First, sorry about the lack of Rooted yesterday. My schedule got away from me the other day and I was not able to get to it. Back at it today. Today we are reading from 1 Timothy 5: 9-16:
9 Let a widow be put on the list if she is not less than sixty years old and has been married only once; 10 she must be well attested for her good works, as one who has brought up children, shown hospitality, washed the saints’ feet, helped the afflicted, and devoted herself to doing good in every way. 11 But refuse to put younger widows on the list; for when their sensual desires alienate them from Christ, they want to marry, 12 and so they incur condemnation for having violated their first pledge. 13 Besides that, they learn to be idle, gadding about from house to house; and they are not merely idle, but also gossips and busybodies, saying what they should not say. 14 So I would have younger widows marry, bear children, and manage their households, so as to give the adversary no occasion to revile us. 15 For some have already turned away to follow Satan. 16 If any believing woman has relatives who are really widows, let her assist them; let the church not be burdened, so that it can assist those who are real widows.
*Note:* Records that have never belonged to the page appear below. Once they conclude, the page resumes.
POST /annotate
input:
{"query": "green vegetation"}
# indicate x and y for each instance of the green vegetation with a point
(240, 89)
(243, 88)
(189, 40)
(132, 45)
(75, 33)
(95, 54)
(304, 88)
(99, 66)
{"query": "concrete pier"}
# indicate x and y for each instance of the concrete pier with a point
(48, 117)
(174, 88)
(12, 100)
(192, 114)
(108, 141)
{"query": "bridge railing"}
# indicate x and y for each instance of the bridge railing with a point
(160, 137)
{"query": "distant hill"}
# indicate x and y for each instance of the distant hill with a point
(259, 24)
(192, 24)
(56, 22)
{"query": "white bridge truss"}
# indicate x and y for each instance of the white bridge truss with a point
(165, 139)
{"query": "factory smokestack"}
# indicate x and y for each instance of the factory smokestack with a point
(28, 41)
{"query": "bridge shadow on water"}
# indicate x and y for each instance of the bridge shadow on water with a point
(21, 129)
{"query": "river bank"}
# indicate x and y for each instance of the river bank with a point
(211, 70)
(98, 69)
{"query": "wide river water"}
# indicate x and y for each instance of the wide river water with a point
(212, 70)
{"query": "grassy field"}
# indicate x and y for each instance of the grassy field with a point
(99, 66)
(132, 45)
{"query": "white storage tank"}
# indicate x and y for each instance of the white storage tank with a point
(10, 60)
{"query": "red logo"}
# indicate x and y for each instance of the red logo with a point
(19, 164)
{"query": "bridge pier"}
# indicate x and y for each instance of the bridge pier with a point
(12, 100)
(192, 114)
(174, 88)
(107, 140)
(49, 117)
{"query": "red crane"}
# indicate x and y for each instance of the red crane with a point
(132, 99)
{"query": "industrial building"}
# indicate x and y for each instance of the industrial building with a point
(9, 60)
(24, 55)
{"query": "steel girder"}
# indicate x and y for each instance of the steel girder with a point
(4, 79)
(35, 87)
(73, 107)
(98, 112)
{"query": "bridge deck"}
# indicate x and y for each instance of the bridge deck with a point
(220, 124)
One of the things that we see happening here is dealing with the position of “widows” in the church. This seemed to be a pretty consistent issue in the church, we see it in Acts with the creation of deacons, and one of their primary goals is to care for the widows.
But we see this is a specific thing, an “office” if you will, of women, who are older, who have pledged themselves to service through the church, they will serve, pray for, and help within the body, and because of this, the church will help take care of them.
But we see that this is something that is not for everyone, it is for the older who can no longer do certain things. It is not for the younger ones who can still marry, or who can still provide for their families. And in fact, if those who are able to do, choose not to “do” then becomes a danger for them and for others.
We are called in our lives to “work” for something. Paul says in Philippians to “work out our salvation with much fear and trembling.” We always have responsibility in our lives, in our efforts, and in our work. For the good of the church, and for their own good, these young ones need to take their responsibility for themselves, for the church, and for the kingdom.
We who can, should, and we who can should take care of those who cannot. That is what Paul is getting Timothy to instill in the church. Let’s all do our part. Let’s all take care of our responsibilities. In this, God is glorified and we, as well as others, are helped.